Insecurity “no excuse” to neglect IDPs

Aid agencies should use “traditional structures” to reach long-neglected internally displaced people (IDPs) living in conflict-prone areas around the capital, Mogadishu, civil society officials say.
“Most of the IDP populations across the country live in appalling conditions, but the worst are those living around Mogadishu,” Abdullahi Shirwa, of Civil Society in Action, an umbrella organization, told IRIN.

The needs of hundreds of thousands of IDPs across the country were not being met, Shirwa said, adding that IDPs around Mogadishu had the added problem of “total lack of security, and very little access to help”.

He said the security issue had been used by agencies as the main reason for “little or no assistance to the IDPs. Unfortunately, insecurity has become a way of life in the country and can no longer be used as an excuse not to help people in desperate need.”

Shirwa said there were traditional structures that can help in delivering aid to the displaced. “They can make use of elders, women’s groups and religious leaders – but they don`t.”

He said more needed to be done to reach the displaced. “In my opinion, fewer than 20 percent of IDPs’ needs are being met at the moment.”

Abject misery

The UN Refugee Agency, UNHCR, estimates there are 896 000 IDPs in the Mogadishu-Afgoye corridor.

Roberta Russo, spokesperson for UNHCR Somalia, told IRIN yesterday “the needs of the people are not adequately addressed and a lot more should be done to assist the growing number of displaced.
“The main problem of humanitarian agencies is the lack of access to the needy population, due to the highly insecure environment.” 

The UN Office for the Coordination of Humanitarian Affairs (OCHA) Somalia told IRIN that access, security and funding were “considerable constraints”.
 According to OCHA, eight aid workers had been killed this year alone.
“It is important to note that funding is also a considerable constraint on humanitarian programming throughout Somalia. The Consolidated Appeal Process is funded at only 54 percent of the estimated needs. Some sectors have received as little as 10 percent of the resources they require for adequate programming,” said the agency.
Asha Sha’ur, a senior member of civil society, told IRIN many of the IDPs lived in overcrowded camps, where most of the shelters were built from twigs, recycled cardboard and old clothes.
“The lucky ones may get a plastic sheeting to cover it”, despite the fact that some of the IDPs pay rent to the owners of the land, she said.

Sha’ur, who visited the camps on 28 September, said: “These people are living in the most miserable conditions. It is heart-breaking. I honestly don’t know how else to describe it.”

She said the displaced had no access to clean water and sanitation conditions were bad. “Thousands of families are left with no latrines.”

She said the displaced were getting a “fraction of what they need.
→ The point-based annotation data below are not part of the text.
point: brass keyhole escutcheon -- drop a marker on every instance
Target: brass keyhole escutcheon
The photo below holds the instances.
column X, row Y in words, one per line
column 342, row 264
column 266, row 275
This is intolerable.”

“No more excuses”

Humanitarian agencies have to find creative ways of reaching the needy, Sha’ur said, adding: “I don’t think they can hide behind insecurity any longer.”
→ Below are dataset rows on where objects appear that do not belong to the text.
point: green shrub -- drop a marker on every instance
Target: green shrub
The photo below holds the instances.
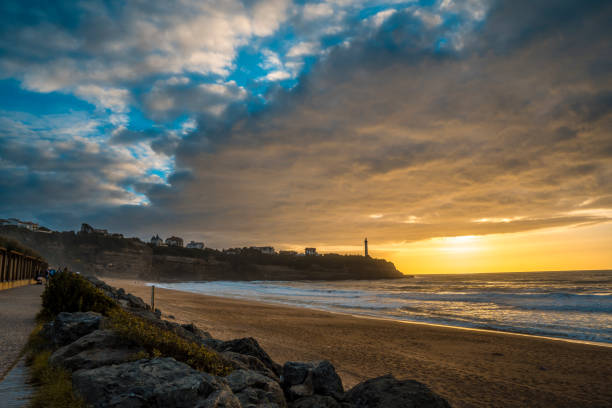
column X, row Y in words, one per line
column 14, row 245
column 69, row 292
column 160, row 342
column 54, row 384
Ali Sheikh Yassin, deputy chairman of the Mogadishu-based Elman Human Rights Organization (EHRO), told IRIN more people were likely to be displaced in the coming weeks and months.
“Already we are getting reports that people are leaving Kismayo due to fears of violence and will add to the number of displaced.”

Many of the displaced lack protection and, in some cases, had been subjected to sexual violence.
“There is some sort of protection in populated areas but when they go out of the camps to collect firewood or grass to sell, there is no protection,” Yassin said, adding that agencies must pressure those who control areas to provide “not only access but protection for the displaced.

This means they have to deal with people they may not want to deal with,” he said.
“The alternative is to let people die.”

Khadija Farah, a 40-year-old mother of six, has been an IDP in the Arbiska area, 20km south of Mogadishu, since 2007. She told IRIN that life in the camps was becoming even more difficult. Her family used to get 75kg of sorghum, 10kg of beans, 10kg of porridge and 3l of cooking oil for a month.
“Since June, we are getting half of that. It was nowhere near enough before and now it is even worse.”

Farah said their home was a shack made out of cardboard and plastic. “We are alive but that is all.”